Sì al tessuto jeans, bello pratico e sempre di moda, no ai lavaggi eccessivi, dannosi per l’ambiente e in particolare per le acque. È l’invito che emerge da uno studio realizzato da un team di ricercatori dell’Università di Toronto, da poco pubblicato sulla rivista Environmental Science & Technology Letters. In base ai dati presentati nell’articolo, elaborato sulla base di campioni d’acqua prelevati in tutto il territorio canadese, una quantità compresa tra il 12 e il 25% di tutte le microfibre che sono state rilevate provenivano dal tessuto jeans ed erano presenti anche a profondità di oltre 1.500 metri.

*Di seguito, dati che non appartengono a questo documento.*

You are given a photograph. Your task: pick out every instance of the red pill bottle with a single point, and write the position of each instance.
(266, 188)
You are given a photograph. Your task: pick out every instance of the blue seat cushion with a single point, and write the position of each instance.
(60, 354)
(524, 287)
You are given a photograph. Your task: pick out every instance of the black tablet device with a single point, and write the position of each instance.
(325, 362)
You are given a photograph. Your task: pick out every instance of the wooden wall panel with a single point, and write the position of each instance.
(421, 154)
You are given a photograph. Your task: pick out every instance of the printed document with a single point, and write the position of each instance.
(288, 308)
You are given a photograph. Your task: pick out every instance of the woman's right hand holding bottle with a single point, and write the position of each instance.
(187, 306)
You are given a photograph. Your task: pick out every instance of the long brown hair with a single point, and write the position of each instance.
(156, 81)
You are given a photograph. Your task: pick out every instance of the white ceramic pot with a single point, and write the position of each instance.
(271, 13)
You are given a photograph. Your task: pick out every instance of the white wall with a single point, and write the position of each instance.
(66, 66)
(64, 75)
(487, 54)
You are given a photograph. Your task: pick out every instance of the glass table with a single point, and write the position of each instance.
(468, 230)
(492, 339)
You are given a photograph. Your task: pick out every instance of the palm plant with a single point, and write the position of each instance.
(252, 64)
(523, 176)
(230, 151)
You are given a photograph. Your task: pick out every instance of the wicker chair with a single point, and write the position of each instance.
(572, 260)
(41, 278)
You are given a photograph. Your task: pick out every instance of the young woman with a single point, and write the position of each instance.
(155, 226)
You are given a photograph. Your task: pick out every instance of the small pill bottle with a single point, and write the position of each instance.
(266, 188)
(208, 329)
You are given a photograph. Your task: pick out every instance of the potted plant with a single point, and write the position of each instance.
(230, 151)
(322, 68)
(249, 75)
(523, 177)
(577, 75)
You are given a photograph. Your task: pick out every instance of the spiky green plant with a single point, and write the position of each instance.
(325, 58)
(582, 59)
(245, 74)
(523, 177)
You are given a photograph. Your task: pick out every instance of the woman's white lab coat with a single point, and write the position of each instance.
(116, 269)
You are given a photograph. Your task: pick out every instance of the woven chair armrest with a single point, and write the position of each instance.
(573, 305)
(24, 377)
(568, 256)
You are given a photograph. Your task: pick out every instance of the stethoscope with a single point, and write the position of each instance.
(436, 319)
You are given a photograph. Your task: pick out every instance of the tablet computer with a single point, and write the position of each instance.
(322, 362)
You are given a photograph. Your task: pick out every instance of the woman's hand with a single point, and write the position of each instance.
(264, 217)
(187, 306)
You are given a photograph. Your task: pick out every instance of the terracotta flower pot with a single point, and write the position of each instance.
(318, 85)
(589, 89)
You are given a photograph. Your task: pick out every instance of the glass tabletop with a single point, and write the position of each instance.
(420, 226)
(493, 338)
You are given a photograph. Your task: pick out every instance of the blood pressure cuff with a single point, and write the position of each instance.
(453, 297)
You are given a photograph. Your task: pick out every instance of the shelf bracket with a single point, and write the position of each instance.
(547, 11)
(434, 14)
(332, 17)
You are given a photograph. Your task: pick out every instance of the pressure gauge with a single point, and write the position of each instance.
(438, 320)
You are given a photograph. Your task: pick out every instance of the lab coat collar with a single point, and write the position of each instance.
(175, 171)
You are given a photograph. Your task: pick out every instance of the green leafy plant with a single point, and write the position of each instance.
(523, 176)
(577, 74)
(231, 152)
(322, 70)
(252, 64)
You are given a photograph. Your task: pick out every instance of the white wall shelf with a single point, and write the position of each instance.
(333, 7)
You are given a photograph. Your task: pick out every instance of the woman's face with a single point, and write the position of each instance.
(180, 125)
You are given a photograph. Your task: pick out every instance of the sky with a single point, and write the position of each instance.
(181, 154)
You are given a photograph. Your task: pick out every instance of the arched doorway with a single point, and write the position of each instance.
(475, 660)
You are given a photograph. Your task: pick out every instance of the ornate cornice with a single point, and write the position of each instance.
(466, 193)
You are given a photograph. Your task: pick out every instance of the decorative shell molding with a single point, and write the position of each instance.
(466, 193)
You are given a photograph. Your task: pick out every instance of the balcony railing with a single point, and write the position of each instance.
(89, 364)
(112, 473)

Oltre 50.000 microfibre nell’ambiente
Come riporta il Corriere, la ricercatrice Miriam Diamond ha dichiarato che sebbene lo studio sia stato realizzato su dati raccolti in Canada “è ragionevole ipotizzare che i risultati possano essere estesi anche ad altre regioni. Il ritrovamento di fibre nell’Artico dimostra il profondo impatto dell’azione antropica”. In particolare, pare che in media, ad ogni lavaggio, un paio di jeans disperda nell’acqua oltre 50.000 microfibre che, è vero, non sono dannose come le microplastiche, ma hanno comunque un notevole impatto sull’ambiente. Da ricordare quando i jeans non sono più “puliti pulitissimi”, ma neanche veramente da lavare.